Following the recent Hajj annual pilgrimage to Mecca in the Kingdom of Saudi Arabia (KSA), UK clinicians have been reminded to be vigilant for suspect Middle Eastern Respiratory Syndrome Coronavirus (MERS-CoV) cases among returning travelers presenting to hospital with acute respiratory symptoms – so as to ensure early detection, respiratory isolation and testing with the aim of limiting onward spread.

Image/CIA
Image/CIA

The Hajj festival, a mass gathering that draws more than two million pilgrims from around the world, is well recognized as an amplifying event for respiratory pathogens. Respiratory illness is common amongst travelers returning from the Hajj, with increased rates of acute respiratory illness and infection observed in previous studies.

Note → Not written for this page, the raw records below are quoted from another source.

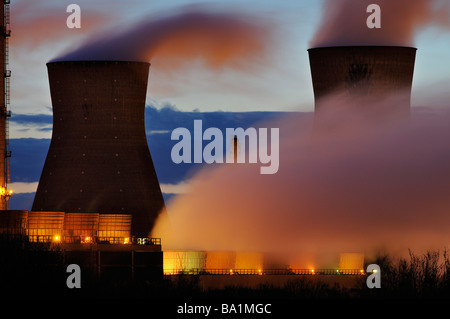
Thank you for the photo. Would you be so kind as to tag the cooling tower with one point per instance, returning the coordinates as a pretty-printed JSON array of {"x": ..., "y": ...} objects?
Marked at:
[
  {"x": 99, "y": 160},
  {"x": 364, "y": 74}
]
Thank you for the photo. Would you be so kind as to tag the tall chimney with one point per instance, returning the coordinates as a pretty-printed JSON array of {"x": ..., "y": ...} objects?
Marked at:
[
  {"x": 4, "y": 105},
  {"x": 364, "y": 74},
  {"x": 99, "y": 160}
]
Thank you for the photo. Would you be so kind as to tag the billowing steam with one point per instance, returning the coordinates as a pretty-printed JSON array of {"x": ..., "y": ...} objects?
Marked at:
[
  {"x": 361, "y": 186},
  {"x": 219, "y": 38},
  {"x": 344, "y": 22}
]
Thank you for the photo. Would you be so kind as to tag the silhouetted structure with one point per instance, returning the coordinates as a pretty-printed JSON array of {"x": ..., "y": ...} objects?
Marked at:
[{"x": 5, "y": 153}]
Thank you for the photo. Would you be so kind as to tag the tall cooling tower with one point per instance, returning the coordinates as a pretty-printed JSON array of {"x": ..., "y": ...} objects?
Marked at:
[
  {"x": 99, "y": 160},
  {"x": 364, "y": 74}
]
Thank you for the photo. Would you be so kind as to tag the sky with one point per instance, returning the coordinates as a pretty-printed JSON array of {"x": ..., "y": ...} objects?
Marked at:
[{"x": 276, "y": 81}]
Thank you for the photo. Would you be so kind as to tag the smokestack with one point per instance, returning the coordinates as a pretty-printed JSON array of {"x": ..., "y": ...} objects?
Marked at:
[
  {"x": 5, "y": 153},
  {"x": 98, "y": 160},
  {"x": 364, "y": 74}
]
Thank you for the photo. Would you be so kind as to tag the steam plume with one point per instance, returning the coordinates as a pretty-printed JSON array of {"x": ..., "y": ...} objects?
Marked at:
[{"x": 360, "y": 187}]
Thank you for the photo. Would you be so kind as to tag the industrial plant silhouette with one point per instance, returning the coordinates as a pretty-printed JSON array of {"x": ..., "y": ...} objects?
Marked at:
[{"x": 99, "y": 197}]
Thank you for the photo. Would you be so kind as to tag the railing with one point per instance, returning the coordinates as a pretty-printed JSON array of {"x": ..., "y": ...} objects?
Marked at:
[{"x": 233, "y": 272}]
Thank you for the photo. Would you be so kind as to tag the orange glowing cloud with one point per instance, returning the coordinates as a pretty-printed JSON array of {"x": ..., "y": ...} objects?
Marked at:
[
  {"x": 344, "y": 22},
  {"x": 33, "y": 24}
]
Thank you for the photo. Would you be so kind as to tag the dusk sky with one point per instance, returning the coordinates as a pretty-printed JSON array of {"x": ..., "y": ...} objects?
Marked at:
[{"x": 280, "y": 82}]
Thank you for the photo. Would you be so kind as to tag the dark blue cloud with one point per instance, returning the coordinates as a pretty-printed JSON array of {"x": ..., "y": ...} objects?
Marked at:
[{"x": 28, "y": 154}]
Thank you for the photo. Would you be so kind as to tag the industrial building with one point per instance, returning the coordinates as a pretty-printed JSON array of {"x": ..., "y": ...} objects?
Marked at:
[
  {"x": 99, "y": 160},
  {"x": 100, "y": 243},
  {"x": 99, "y": 196},
  {"x": 363, "y": 76}
]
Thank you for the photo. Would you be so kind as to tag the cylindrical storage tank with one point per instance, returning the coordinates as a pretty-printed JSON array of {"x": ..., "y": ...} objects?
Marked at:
[
  {"x": 114, "y": 228},
  {"x": 99, "y": 160},
  {"x": 13, "y": 222},
  {"x": 365, "y": 74}
]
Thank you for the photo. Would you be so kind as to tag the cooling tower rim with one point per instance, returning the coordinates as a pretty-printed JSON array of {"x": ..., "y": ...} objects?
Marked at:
[
  {"x": 96, "y": 62},
  {"x": 362, "y": 47}
]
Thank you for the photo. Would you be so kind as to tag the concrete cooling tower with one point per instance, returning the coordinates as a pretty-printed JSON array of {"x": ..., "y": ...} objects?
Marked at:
[
  {"x": 99, "y": 160},
  {"x": 365, "y": 74}
]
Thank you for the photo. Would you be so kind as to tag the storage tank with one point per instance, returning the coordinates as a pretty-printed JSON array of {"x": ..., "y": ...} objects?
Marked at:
[
  {"x": 364, "y": 75},
  {"x": 99, "y": 160}
]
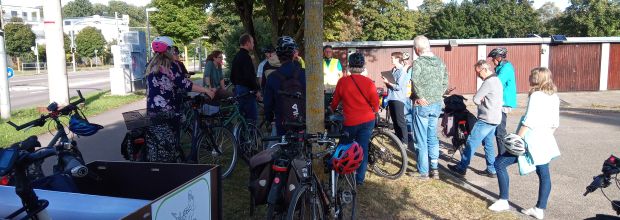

Since the first recognition of MERS in September 2012, there have been concerns about transmission of this infection linked to this mass gathering event, and of associated exportations as pilgrims return home. No Hajj-related MERS cases have been reported over the seasons since. Taking account of recent reports of MERS transmission in Riyadh, however, the UK has raised awareness of the potential of MERS acquisition.

The UK has an established enhanced surveillance system for suspect MERS cases in travelers returning from the Middle East and hospitalized with an acute respiratory illness. In the period 1 September 2015 to 7 October 2015, there have been a total of 19 possible MERS cases reported in travelers returning from KSA, who required admission to hospital with acute respiratory illness. All cases were tested and were negative for MERS-CoV. To date nine (47%) have been diagnosed as influenza A positive (including one co-infection with RSV, one with paraflu-3 and one with rhinovirus), four (21%) as rhinovirus positive (single infection) and one (5%) adenovirus positive.

The picture in 2015 is very similar to that seen in the two previous Hajj/Umrah periods during which MERS surveillance has been operational in the UK. In 2013, from 1 September until 1 November, a total of 24 possible cases were reported and investigated. All were negative for MERS-CoV on laboratory investigation, but 11 (46%) were positive for influenza A and seven (29%) for rhinovirus (although six of these were co-infections with influenza). Similarly in 2014, in the period from 1 September until 1 November, a total of seven MERS-CoV cases were investigated. All were negative for MERS-CoV, but three (43%) were positive for rhinovirus, three (42%) for influenza. All cases were hospitalized, including admissions to critical care units. Information on influenza vaccine status and antiviral treatment of these cases are not known.

Clinicians should remain vigilant for MERS-CoV in travelers returning from the Middle East and who present with a recent acute respiratory illness that has resulted in hospitalization. It is important that strict respiratory infection control measures are put in place and MERS-CoV testing is expedited. However, particularly for Hajj returnees, clinicians should be aware that influenza may be a more likely explanation for the patient’s symptoms and they should not hesitate to start empirical antiviral treatment for influenza on admission if indicated, pending the results of laboratory investigations for influenza, MERS-CoV and other respiratory pathogens. In addition, these findings reinforce the MOH-KSA recommendation that pilgrims be vaccinated against seasonal influenza, especially those at increased risk of severe disease.